Validating others more often creates a mutual win-win result.


  • People love to score points and demonstrate their superiority.
  • It’s a common communication and interpersonal mistake.
  • It costs nothing to highlight when people are right. Validating others is good for everyone.

“You’re wrong!” When we hear these words from a friend, boss or partner, it rarely feels good.

If you’re like most people, a surge of dejection is followed by a swift injection of irritation, resentment, and even anger. A latent dislike of the offender builds. In your mind, they’re silently and slowly cancelled.

But how often do you tell others they’re wrong?

Most of us do it more than we think and more than we should. After all, it makes you feel good about yourself.

Of course, you may think you’re more subtle and diplomatic in your delivery. Indeed, that may be true. You might disguise it as “I’m not sure I agree,” or “Here’s another way to look at that” or “It’s just my opinion, but …” Parents and colleagues communicate these sentiments more obliquely than the blunt force of Twitter followers. But it’s the same thing.

As a parent, teacher or leader, the cost of liberally critiquing others is high. A fleeting moment of ego-stroking superiority for you becomes an esteem-stunting experience for others. It’s often you who pays a hidden price.

Of course, healthy disagreement is essential in any environment. But that’s not the same as 50 ways of saying, “You’re wrong!” It’s a skill many have mastered across industry and social media.

Brayan Espitia/Unsplash

You’re right

Now imagine your friend, boss or partner saying, “You’re right.” And what’s more, they declare it publicly.

You bounce. That spring in your step lasts for days! What’s more, you feel more appreciated and become a happiness super spreader. That single statement is positively contagious and carries a force multiplier effect. The longitudinal Framingham Heart Study shows that regular interaction with happy people increases the probability of your own happiness by 15%. Moreover, this then affects others by a knock-on 10%

It’s a strategy Frank Maguire of Federal Express used to shift the sales culture. In his book, You’re The Greatest, he recounts how this phrase validates people and improves the P&L more than we think.

Maguire claims motivation lasts a short time, but validation lasts a lifetime.

So why don’t more parents and powerholders engage in positive reinforcement? After all, society demands greater compassion and empathy. In some cases, people are simply unaware of the adverse impact of their words and the contrasting power of positive statements. In other cases, it’s a form of protection and self-approbation. If you’re right, does that mean I’m wrong? Well, it might.

And so what?

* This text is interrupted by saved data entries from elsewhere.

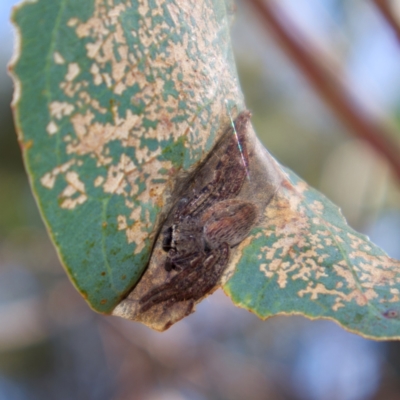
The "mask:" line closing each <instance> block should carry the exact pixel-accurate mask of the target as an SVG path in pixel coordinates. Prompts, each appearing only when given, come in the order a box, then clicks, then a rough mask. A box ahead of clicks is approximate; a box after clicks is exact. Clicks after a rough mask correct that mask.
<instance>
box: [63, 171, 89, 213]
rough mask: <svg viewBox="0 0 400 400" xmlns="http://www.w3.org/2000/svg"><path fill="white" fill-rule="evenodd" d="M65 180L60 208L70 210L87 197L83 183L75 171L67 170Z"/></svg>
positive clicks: (87, 197) (86, 197)
mask: <svg viewBox="0 0 400 400" xmlns="http://www.w3.org/2000/svg"><path fill="white" fill-rule="evenodd" d="M65 180H66V181H67V183H68V185H67V187H66V188H65V189H64V190H63V191H62V193H61V199H62V202H61V208H66V209H69V210H72V209H74V208H75V207H76V206H78V205H79V204H83V203H84V202H85V201H86V200H87V198H88V197H87V194H86V192H85V185H84V183H83V182H82V181H81V180H80V179H79V175H78V174H77V173H76V172H75V171H70V172H67V173H66V175H65Z"/></svg>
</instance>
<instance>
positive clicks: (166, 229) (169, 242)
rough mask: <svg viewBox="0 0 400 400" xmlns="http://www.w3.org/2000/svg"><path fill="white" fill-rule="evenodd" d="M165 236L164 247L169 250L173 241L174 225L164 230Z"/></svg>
mask: <svg viewBox="0 0 400 400" xmlns="http://www.w3.org/2000/svg"><path fill="white" fill-rule="evenodd" d="M163 234H164V238H163V244H162V248H163V250H164V251H168V250H169V249H170V248H171V242H172V226H170V227H169V228H167V229H166V230H165V231H164V232H163Z"/></svg>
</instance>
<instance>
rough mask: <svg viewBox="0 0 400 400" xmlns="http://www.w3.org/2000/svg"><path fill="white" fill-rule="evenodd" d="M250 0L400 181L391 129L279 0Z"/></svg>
mask: <svg viewBox="0 0 400 400" xmlns="http://www.w3.org/2000/svg"><path fill="white" fill-rule="evenodd" d="M248 1H249V2H250V3H251V4H252V5H253V7H254V8H255V9H256V10H257V14H258V15H259V17H260V18H261V19H262V21H263V22H264V23H265V26H267V27H268V28H269V29H270V30H271V31H272V32H273V33H274V34H275V36H276V37H277V38H278V40H279V41H280V43H281V45H282V48H283V49H284V50H285V51H286V53H287V54H288V55H289V56H290V57H291V59H292V61H293V62H294V64H295V65H296V66H297V67H298V68H299V69H300V70H301V72H302V73H303V75H304V76H305V77H306V78H307V79H308V81H309V82H310V83H311V85H312V86H313V87H314V89H315V90H316V92H317V93H318V94H319V95H320V96H321V97H322V98H323V99H324V101H325V102H326V103H327V104H328V105H329V106H330V107H331V109H332V110H334V111H335V112H336V114H337V115H338V116H339V118H340V119H341V120H342V121H343V122H344V123H345V124H346V125H347V126H348V127H349V128H350V129H351V131H352V132H353V133H354V134H355V135H356V136H358V137H360V138H362V139H364V140H366V141H367V142H368V143H370V145H371V146H372V147H373V148H374V149H375V150H376V151H378V152H380V153H381V155H382V156H384V157H385V159H386V160H387V161H388V162H389V164H390V165H391V166H392V168H393V170H394V172H395V173H396V175H397V178H398V179H399V181H400V147H399V146H398V144H397V143H396V142H395V141H394V140H392V138H391V137H390V135H389V133H387V132H386V131H385V130H384V129H383V127H382V126H380V125H379V124H378V123H377V122H376V121H372V120H371V118H370V117H368V114H367V112H365V111H364V110H363V109H362V107H361V105H360V104H357V102H356V101H355V99H354V98H352V96H351V94H350V91H349V90H348V89H347V88H346V86H345V85H344V83H343V82H342V81H341V80H340V79H339V78H338V76H337V75H335V74H334V73H333V72H332V71H331V70H330V69H328V68H327V66H326V65H324V64H323V63H322V62H321V58H323V57H319V58H318V50H316V49H314V48H313V47H312V46H311V44H310V43H309V42H308V41H307V39H306V38H305V37H304V35H303V34H302V32H301V31H299V30H298V29H296V28H295V26H294V25H293V23H292V22H291V21H290V20H289V19H288V18H287V16H286V15H284V13H283V12H282V10H280V9H279V8H278V7H277V5H276V3H275V2H272V1H263V0H248Z"/></svg>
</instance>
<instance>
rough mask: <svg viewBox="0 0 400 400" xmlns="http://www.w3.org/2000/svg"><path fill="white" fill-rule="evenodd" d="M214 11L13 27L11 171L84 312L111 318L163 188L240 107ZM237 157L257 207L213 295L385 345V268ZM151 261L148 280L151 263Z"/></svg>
mask: <svg viewBox="0 0 400 400" xmlns="http://www.w3.org/2000/svg"><path fill="white" fill-rule="evenodd" d="M226 7H227V3H225V2H224V1H223V0H202V1H196V0H86V1H81V0H79V1H78V0H52V1H48V0H38V1H36V2H32V3H26V4H24V5H22V6H20V7H19V8H18V9H16V10H15V12H14V16H13V19H14V23H15V26H16V28H17V30H18V38H19V48H18V51H17V54H16V57H15V61H14V62H13V65H12V67H11V70H12V74H13V77H14V81H15V85H16V90H15V97H14V104H13V106H14V113H15V122H16V127H17V130H18V135H19V141H20V144H21V148H22V151H23V156H24V161H25V165H26V168H27V171H28V175H29V177H30V181H31V185H32V188H33V192H34V194H35V197H36V199H37V202H38V205H39V208H40V210H41V212H42V215H43V218H44V220H45V222H46V225H47V228H48V230H49V233H50V236H51V237H52V239H53V241H54V243H55V245H56V248H57V250H58V252H59V255H60V258H61V260H62V262H63V264H64V266H65V268H66V270H67V272H68V274H69V276H70V277H71V279H72V281H73V282H74V284H75V285H76V287H77V289H78V290H79V291H80V292H81V293H82V295H83V296H84V297H85V298H86V299H87V301H88V303H89V304H90V305H91V306H92V307H93V308H94V309H95V310H97V311H100V312H104V313H110V312H112V311H113V310H115V309H118V307H117V308H116V306H117V305H118V304H122V303H123V302H122V303H121V300H122V299H123V298H124V297H125V296H126V295H127V293H128V292H129V291H130V290H131V289H132V288H133V287H135V285H136V283H137V282H138V280H139V278H140V276H141V275H142V273H143V271H144V269H145V268H146V266H147V265H148V261H149V259H150V256H151V254H152V251H153V248H152V246H153V244H154V241H155V239H156V230H157V227H159V226H160V218H161V216H164V217H165V215H166V212H167V211H168V209H169V208H170V207H171V204H169V200H170V197H169V196H171V195H172V192H173V189H174V184H175V182H176V179H177V177H180V176H181V175H182V173H185V172H188V171H193V170H194V168H195V167H196V166H197V165H198V163H199V161H200V160H202V159H204V158H205V156H206V154H207V153H208V152H209V150H210V149H211V148H212V147H213V145H214V144H215V143H216V140H217V139H218V137H219V136H220V134H221V133H222V132H223V131H224V130H225V129H226V128H227V127H228V126H229V124H230V115H229V114H230V112H231V111H232V113H233V114H237V112H238V111H240V110H242V109H244V108H245V107H244V102H243V98H242V94H241V91H240V88H239V86H238V81H237V76H236V71H235V67H234V62H233V58H232V52H231V47H230V42H229V19H230V17H229V13H227V8H226ZM250 136H251V135H250ZM250 136H249V137H250ZM252 137H254V135H253V136H252ZM252 143H253V150H254V151H253V153H254V154H253V158H252V159H251V160H250V167H251V168H250V171H249V172H250V173H249V181H248V184H247V186H246V187H247V189H246V190H244V193H241V194H240V196H241V197H242V198H243V199H245V200H246V201H253V202H254V203H255V204H256V205H257V206H258V208H259V212H260V221H259V223H258V224H257V226H256V227H255V228H254V229H253V230H252V231H251V233H250V235H249V236H248V238H246V239H245V240H244V241H243V242H241V243H240V244H239V246H238V247H237V248H236V249H234V250H232V258H231V260H230V261H231V262H230V266H229V268H228V269H227V271H226V274H225V276H224V279H223V282H224V290H225V291H226V293H228V295H229V296H230V297H231V298H232V299H233V301H234V302H235V304H237V305H239V306H241V307H245V308H247V309H249V310H250V311H253V312H254V313H256V314H257V315H259V316H260V317H261V318H267V317H269V316H272V315H276V314H296V313H297V314H303V315H306V316H308V317H310V318H329V319H333V320H335V321H337V322H339V323H340V324H341V325H342V326H344V327H345V328H346V329H348V330H351V331H353V332H357V333H359V334H362V335H364V336H367V337H372V338H377V339H386V338H399V337H400V323H399V313H400V297H399V296H400V263H399V262H398V261H396V260H392V259H390V258H389V257H387V255H386V254H385V253H384V252H383V251H382V250H380V249H379V248H377V247H376V246H375V245H374V244H372V243H371V242H370V241H369V240H368V239H367V238H366V237H365V236H363V235H361V234H358V233H357V232H355V231H353V230H352V229H350V228H349V227H348V226H347V224H346V222H345V220H344V219H343V217H342V215H341V214H340V212H339V210H338V209H337V207H335V206H334V205H333V204H331V203H330V202H329V201H328V200H327V199H326V198H324V197H323V196H322V195H321V194H319V193H318V192H316V191H315V190H313V189H310V188H309V187H308V186H307V185H306V184H305V183H304V182H302V181H301V180H300V179H299V178H297V177H296V176H294V175H293V174H292V173H290V172H287V171H284V170H283V169H281V167H279V166H278V165H277V164H276V162H275V161H274V160H273V159H272V157H271V156H270V155H269V154H268V153H267V152H266V151H264V150H263V149H262V147H261V145H260V144H259V143H258V142H257V140H256V139H252ZM161 247H162V246H161V245H158V248H156V250H157V249H158V250H157V251H158V252H157V251H156V257H153V259H154V260H155V261H154V262H153V264H154V265H155V264H157V263H162V262H163V261H162V259H165V254H164V252H163V250H162V248H161ZM160 260H161V261H160ZM161 265H162V264H161ZM151 268H152V265H151V263H150V269H151ZM121 309H122V311H118V312H117V313H116V314H117V315H122V316H127V317H129V312H128V311H129V310H125V309H124V308H123V307H122V308H121Z"/></svg>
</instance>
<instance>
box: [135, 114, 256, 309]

Everything in perspective. The economy won’t crater, your relationship won’t collapse, and the stock price won’t crash. Yet many remain disproportionate in their thinking.

“You’re right” may well be the converse of “I’m wrong,” but this application is more beneficial for you long-term.

If you boost the level of validation, you’re guaranteed more friends, more influence and more life satisfaction.

Why? Because research shows that likability, credibility, and influence are psychologically connected.

How to Validate Others

Naturally, we can’t validate others continuously. For one thing, it would be as exhausting as disingenuous. Moreover, there would be little appetite for others to learn. Nevertheless, a better balance is needed as businesses and individuals struggle with the contemporary cost-of-living crisis and inflationary pressures. It’s a balance we need to get right.

As a behavioral scientist, I recommend several ways to validate others.

1. Separate Features From Individuals

The 17th-century philosopher Blaise Pascal suggests one way to convince someone they’re wrong is to tell them they’re right. Separate the elements of the argument from the individual. Even if someone’s idea, performance, or offer is defective, choose aspects that are directionally on track and give a qualified “You’re right about X.” Anyone can applaud some aspect even if they disagree with the basic concept.

2. Petition External Opinion

Don’t try to win each encounter. Ask yourself if it’s worth pointing out flaws to other parties. Sometimes it isn’t. Would your relationship survive? Show how you value differing opinions instead. Taking advice is better than giving it after all. People will feel more valued, and give you another chance to declare “You’re right.”

3. Manage Perceived Feedback

Sometimes, others may be wrong but it’s how you tell them. There’s always more offence taken than given so help others reinterpret and manage perceived feedback sensitively when delivering a message.

4. Invite Counterarguments

Be open to different or even counterintuitive ideas. It might just be that a point of clarification transforms a bad idea into a good idea. Modifying your perspective allows you to confirm, “You’re right.” People never forget how you make them feel — and they feel good when validated.

Despite its power, validation is an underutilized tool in the home and the workplace. The good news is you can apply it instantly. Words matter. And in this case, it only takes two to change others’ moods and mindsets.

As Henry Ford once said, “Whether you think you can or you think you can’t, you’re right.”